Whatever his tactics, the presence of federal troops maintained peace in Venice as legislative and interstate agreements stripped away much of its former power. Much as Klemens had predicted, it appeared that their gains had rolled back onto Venice, as popular uprisings overthrew the patricians and formed the Republic of San Marco.
Chairman De Sanctis' Committee, and the Return to Democracy
As the National Emergency Committee continued to hold control over the nation, many began to fear that Chairman Masaryk would not return power to a democratically elected president. A minor issue of renaming the Committee (specifically, removing the word "Emergency") sparked a frenzy of concerns that the junta would be permanent. Supported by the legislature and the Chief of Staff, Marshal De Sanctis took over leadership of the Committee - with Chief of Staff Johann Skala promoted to take over Masaryk's position as Marshal - with a promise of new elections within a year. While Marshal Eckhel appears to not have been involved in this bloodless "coup", he and the Republican National Guard tacitly supported it by not intervening. Many historians believe that Klemens, like many others at the time, was suspicious of Chairman Masaryk's actions - or at least trusted De Sanctis more.

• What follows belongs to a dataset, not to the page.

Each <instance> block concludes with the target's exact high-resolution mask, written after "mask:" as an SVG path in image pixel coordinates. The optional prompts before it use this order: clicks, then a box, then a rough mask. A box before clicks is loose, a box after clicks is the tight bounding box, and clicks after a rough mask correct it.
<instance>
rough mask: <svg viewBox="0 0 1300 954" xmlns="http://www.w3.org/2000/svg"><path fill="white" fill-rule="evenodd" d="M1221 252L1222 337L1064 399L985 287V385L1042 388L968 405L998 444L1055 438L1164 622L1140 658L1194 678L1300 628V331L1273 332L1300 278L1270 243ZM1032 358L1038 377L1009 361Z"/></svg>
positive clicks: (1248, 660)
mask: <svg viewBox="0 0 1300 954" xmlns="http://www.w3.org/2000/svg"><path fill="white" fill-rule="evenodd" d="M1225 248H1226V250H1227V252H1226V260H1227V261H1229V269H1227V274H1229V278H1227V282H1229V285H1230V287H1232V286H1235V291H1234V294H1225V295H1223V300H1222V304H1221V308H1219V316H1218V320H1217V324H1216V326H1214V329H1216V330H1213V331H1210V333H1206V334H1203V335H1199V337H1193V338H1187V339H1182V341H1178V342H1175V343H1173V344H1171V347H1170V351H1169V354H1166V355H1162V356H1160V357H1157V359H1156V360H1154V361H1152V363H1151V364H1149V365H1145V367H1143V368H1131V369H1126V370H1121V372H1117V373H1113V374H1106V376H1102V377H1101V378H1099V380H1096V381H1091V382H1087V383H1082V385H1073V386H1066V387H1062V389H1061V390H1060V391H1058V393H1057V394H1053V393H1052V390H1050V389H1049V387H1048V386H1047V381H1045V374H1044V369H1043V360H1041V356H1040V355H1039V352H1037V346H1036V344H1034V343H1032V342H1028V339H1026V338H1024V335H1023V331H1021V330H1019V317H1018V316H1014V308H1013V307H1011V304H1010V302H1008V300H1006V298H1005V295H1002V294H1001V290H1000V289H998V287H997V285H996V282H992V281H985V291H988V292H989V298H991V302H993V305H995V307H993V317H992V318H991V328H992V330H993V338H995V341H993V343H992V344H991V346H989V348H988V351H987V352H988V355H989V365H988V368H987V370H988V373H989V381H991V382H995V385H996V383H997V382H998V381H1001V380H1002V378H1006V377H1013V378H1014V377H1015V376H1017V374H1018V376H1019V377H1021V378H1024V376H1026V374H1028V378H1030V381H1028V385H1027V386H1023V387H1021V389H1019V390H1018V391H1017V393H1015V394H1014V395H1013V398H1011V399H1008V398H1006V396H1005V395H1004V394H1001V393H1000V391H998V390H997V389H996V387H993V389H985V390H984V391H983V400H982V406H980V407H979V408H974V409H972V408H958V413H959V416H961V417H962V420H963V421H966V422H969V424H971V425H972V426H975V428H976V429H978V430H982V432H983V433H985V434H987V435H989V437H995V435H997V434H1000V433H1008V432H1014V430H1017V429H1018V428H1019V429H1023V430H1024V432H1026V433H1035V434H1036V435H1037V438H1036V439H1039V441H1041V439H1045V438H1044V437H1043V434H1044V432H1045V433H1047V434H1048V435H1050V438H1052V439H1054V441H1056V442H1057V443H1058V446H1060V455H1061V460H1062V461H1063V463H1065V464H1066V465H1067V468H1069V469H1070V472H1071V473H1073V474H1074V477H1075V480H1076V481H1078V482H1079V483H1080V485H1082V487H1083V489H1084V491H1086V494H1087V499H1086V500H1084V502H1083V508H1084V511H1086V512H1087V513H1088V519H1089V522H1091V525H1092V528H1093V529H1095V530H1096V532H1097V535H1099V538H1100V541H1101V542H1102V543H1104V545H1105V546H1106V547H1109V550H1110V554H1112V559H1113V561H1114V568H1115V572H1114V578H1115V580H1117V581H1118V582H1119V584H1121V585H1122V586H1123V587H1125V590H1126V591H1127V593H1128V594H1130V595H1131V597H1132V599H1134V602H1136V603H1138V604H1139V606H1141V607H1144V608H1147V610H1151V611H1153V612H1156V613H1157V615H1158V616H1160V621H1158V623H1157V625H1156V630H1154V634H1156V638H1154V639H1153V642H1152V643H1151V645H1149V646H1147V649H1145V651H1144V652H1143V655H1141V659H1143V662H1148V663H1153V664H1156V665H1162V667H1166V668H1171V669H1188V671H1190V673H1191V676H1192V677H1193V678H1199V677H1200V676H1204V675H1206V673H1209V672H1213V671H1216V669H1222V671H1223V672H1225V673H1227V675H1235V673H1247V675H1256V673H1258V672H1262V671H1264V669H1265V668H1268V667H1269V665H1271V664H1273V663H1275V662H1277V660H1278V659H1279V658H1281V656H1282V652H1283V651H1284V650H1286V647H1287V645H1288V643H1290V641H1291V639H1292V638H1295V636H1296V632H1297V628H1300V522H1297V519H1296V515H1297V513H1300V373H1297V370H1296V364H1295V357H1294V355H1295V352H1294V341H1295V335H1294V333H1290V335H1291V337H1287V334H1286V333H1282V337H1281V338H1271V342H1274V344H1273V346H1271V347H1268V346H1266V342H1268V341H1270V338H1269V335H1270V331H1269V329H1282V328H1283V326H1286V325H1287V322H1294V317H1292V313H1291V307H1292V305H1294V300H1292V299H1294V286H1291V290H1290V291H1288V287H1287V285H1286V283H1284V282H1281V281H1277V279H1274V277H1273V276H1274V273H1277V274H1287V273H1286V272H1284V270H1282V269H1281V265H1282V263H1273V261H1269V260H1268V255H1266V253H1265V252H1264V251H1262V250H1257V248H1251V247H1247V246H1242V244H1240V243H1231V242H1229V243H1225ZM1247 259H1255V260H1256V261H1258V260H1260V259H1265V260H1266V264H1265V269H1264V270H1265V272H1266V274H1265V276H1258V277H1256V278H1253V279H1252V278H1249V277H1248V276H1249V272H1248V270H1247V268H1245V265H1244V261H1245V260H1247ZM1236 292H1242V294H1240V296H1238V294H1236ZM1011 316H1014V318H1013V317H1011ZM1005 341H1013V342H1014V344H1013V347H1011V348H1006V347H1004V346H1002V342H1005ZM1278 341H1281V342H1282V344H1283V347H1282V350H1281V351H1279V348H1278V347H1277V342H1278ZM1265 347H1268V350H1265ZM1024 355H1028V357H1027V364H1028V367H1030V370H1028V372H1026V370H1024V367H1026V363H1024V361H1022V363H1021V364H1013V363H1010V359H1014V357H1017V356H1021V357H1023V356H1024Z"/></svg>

Klemens peacefully - even enthusiastically - stepped down to power with the election of Victor Kraus as president in the newly restored elections. For his service in the coup and the return to democracy, Klemens was awarded the Medal of Merit by the president. While Marshals Skala and De Sanctis would later lose their commendations in the monarchist rebellion, Klemens' further support for the Federation would leave him among the few in the Federation to keep such an honor. He returned to commanding the Republican National Guard.
Later Military Service
As the Federation continued to throw itself into wars and revolts, Klemens' life after the NEC was anything but peaceful. He served as a loyalist commander during Kremvara's monarchist revolution, and continued in various leadership and training roles through several more conflicts. He finally retired from the military in June, 1879, and died a year later of influenza.
Klemens Eckhel was well regarded by many of his contemporaries, although his role in the 1852 coup and junta government cast suspicions on his character (or, for many, his intelligence - some saw him as a pawn of the Chairmen, ideologically pure but easily fooled) and support of democracy.
Historians debate whether his actions truly supported the Federation, as he claimed. His coup declarations protested - as General Masaryk had done - the shedding of the blood of citizens, the use of armies to fight protestors, and the mismanagement of political crises. The coup - and the war with Hungary, Klemens' arm wringing of Venice, and other crises among the states - did little to improve on the situation, though. While the Committee did return to democracy, it seems distinctly naive to believe that they eliminated corruption and dirty politics given what happened afterwards. Some historians have even argued that the Committee did not hold power long enough, returning to democracy before the system was ready for it.